CFM35130 - Loan relationships: connected companies: what is control: financial trader exemption
Shares held by financial traders are excluded in determining control
CTA09/S469 exempts creditors who are financial traders from being treated as connected. Such companies do not therefore apply the amortised cost or follow the other provisions that apply to connected persons. This exclusion applies mostly to securities dealers, banks and financial traders that hold shares as trading stock, and exists to avoid penalising a company that is genuinely dealing in debt, even though it is connected to the other party to the debt. For example a company dealing in securities may also be a subsidiary of a bank. It could deal in the bank’s loan notes in exactly the same way as it deals with loan notes of other companies. Similarly it stops share underwriters, say, from becoming connected where they obtain a lot of shares in a company in the course of their trade, perhaps before a public offering.

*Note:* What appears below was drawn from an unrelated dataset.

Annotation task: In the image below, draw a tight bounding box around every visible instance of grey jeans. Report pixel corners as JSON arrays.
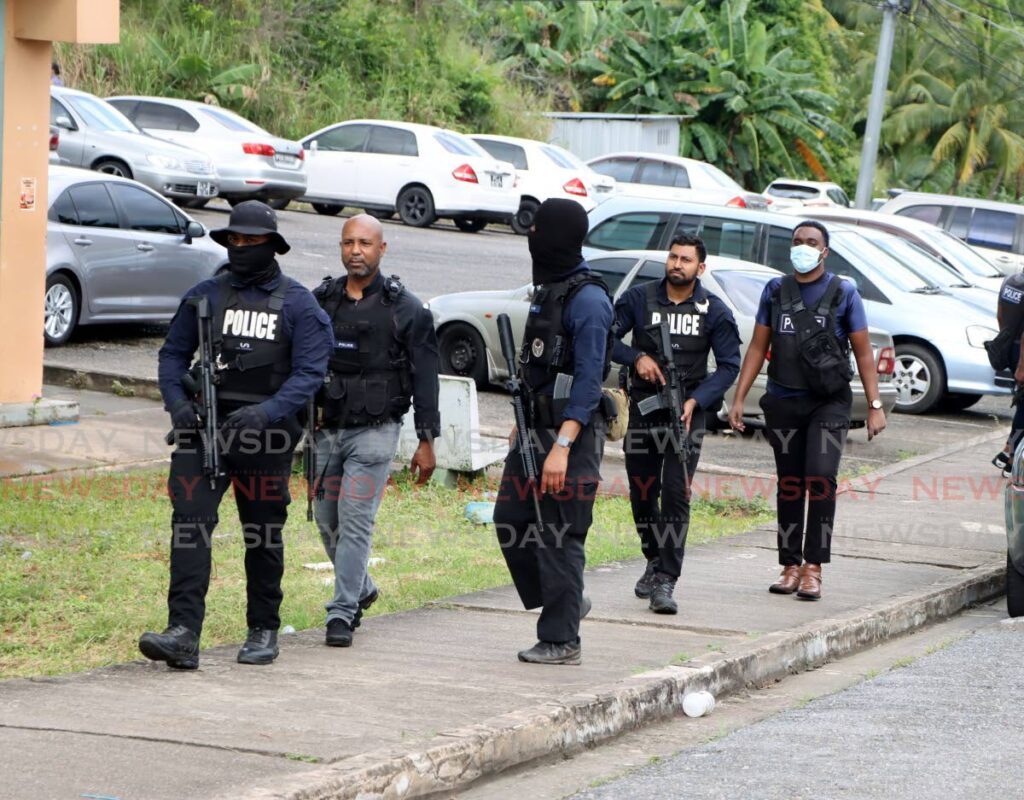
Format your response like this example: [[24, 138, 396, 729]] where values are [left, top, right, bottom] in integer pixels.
[[314, 422, 401, 625]]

The exclusion complements the group relief provisions in CTA10/S151 which disregard shares held on trading account when establishing whether a company is part of a group for group relief purposes - see CTM80150. If the company can’t claim group relief because its shares are held on trading account, it is reasonable to allow impairment relief where connection is only established by taking those shares into account.

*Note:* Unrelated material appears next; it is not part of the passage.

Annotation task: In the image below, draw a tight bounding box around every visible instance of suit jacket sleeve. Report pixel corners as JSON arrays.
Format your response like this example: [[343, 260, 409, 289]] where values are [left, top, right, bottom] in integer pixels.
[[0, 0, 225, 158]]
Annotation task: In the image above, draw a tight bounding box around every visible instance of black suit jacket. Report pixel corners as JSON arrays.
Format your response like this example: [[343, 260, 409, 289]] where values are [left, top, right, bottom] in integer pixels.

It is quite possible for a company trading in debt to lend money to a connected person for, say, investment purposes. You need to look at the reason for the loan, as well as the nature of the debt, which might well have a different character from loan notes, or securities held as trading stock.

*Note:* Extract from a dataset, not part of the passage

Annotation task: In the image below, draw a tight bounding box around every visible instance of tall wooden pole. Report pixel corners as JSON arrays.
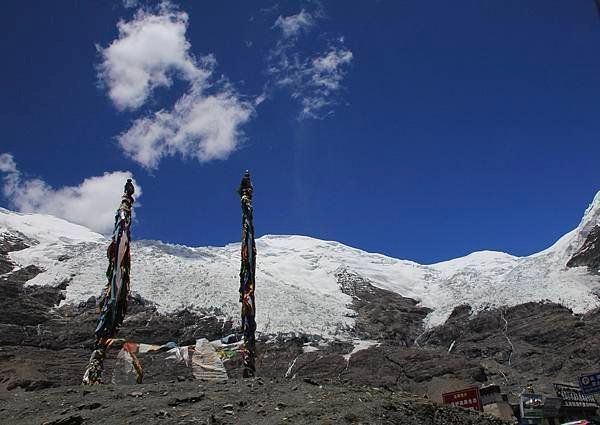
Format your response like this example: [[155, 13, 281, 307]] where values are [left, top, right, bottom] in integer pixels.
[[238, 171, 256, 378], [83, 179, 135, 385]]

CFM35140 has more on the financial trader exemption.
Life assurance business
A similar exclusion applies for creditors who are insurance companies carrying on basic life assurance and general annuity business. See the Life Assurance Manual.
The debtor remains ‘connected’ for tax purposes
The exclusion for shares held by financial traders only applies to the creditor company. The debtor company is treated as subject to control by the creditor and thus connected, and the rules requiring connected companies to use amortised cost basis therefore apply to it.